A straight line is passing through the point $A \left(1,2\right)$ with slope $\dfrac{5}{12}$. Find the points on the line which are 13 units away from $A$.
The required line passes through $A \left(1,2\right)$ with slope $\dfrac{5}{12}$
$\therefore$ $\;$ Equation of the required line is: $\hspace{1em}$ $\left(y - 2\right) = \dfrac{5}{12} \left(x - 1\right)$
i.e. $12 y - 24 = 5 x - 5$
i.e. $5x - 12 y = - 19$ $\;\;\; \cdots \; (1)$
Let $P \left(p , q\right)$ be a point on the line given by equation $(1)$.

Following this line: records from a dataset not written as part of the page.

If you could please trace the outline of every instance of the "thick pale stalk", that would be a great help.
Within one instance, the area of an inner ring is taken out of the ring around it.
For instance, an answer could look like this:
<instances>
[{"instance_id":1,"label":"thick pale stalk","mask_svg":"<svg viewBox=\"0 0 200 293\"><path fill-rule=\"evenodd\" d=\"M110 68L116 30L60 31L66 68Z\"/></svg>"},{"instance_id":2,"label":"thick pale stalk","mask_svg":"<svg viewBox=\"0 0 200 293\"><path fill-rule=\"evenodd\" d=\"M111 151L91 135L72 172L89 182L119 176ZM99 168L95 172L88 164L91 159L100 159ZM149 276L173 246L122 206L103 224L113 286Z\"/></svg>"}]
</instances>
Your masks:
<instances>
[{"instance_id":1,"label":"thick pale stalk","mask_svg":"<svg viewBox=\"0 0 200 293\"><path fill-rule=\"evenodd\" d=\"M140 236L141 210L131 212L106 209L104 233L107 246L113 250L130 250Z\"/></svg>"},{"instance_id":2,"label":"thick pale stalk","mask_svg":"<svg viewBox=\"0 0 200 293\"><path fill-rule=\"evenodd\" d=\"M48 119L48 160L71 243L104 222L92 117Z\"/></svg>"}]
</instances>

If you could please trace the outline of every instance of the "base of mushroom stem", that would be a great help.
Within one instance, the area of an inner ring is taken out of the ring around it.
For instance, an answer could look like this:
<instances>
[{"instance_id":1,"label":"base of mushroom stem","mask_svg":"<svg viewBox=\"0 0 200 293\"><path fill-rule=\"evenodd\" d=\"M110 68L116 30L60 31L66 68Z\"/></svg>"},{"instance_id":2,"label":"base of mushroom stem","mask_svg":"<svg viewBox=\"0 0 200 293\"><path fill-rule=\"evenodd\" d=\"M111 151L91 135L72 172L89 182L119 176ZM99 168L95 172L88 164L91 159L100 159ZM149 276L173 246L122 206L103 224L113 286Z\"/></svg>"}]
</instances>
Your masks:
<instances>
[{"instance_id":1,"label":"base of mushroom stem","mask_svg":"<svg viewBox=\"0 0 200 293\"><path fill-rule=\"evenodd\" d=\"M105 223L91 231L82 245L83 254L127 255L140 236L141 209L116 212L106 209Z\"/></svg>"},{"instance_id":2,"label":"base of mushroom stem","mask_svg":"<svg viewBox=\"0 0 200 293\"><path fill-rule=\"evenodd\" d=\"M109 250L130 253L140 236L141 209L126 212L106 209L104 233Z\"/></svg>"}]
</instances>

Then we have $\hspace{1em}$ $5 p - 12 q = - 19$ $\;\;\; \cdots \; (2)$
As per question, distance $AP = 13$
Now, distance $AP = \sqrt{\left(p - 1\right)^2 + \left(q - 2\right)^2}$
$\therefore$ $\;$ We have $\hspace{1em}$ $\sqrt{\left(p - 1\right)^2 + \left(q - 2\right)^2} = 13$
i.e. $\left(p - 1\right)^2 + \left(q - 2\right)^2 = 169$ $\;\;\; \cdots \; (3)$
We have from equation $(2)$, $p = \dfrac{12 q - 19}{5}$ $\;\;\; \cdots \; (4)$
Substituting the value of $p$ from equation $(4)$ in equation $(3)$ we get,
$\left(\dfrac{12 q - 19}{5} - 1\right)^2 + \left(q - 2\right)^2 = 169$
i.e. $\left(\dfrac{12 q - 24}{5}\right)^2 + \left(q - 2\right)^2 = 169$
i.e. $\dfrac{144}{25} \left(q - 2\right)^2 + \left(q - 2\right)^2 = 169$
i.e. $\dfrac{169}{25} \left(q - 2\right)^2 = 169$
i.e. $\left(q - 2\right)^2 = 25$ $\implies$ $q - 2 = \pm 5$
i.e. $q = 7$ or $q = - 3$
Substituting the values of $q$ in equation $(4)$ we get,
when $q = 7$, $p = \dfrac{12 \times 7 - 19}{5} = 13$ and
when $q = - 3$, $p = \dfrac{12 \times \left(-3\right) - 19}{5} = -11$
$\therefore$ $\;$ The required points on the line are $\left(13, 7\right)$ and $\left(-11, -3\right)$.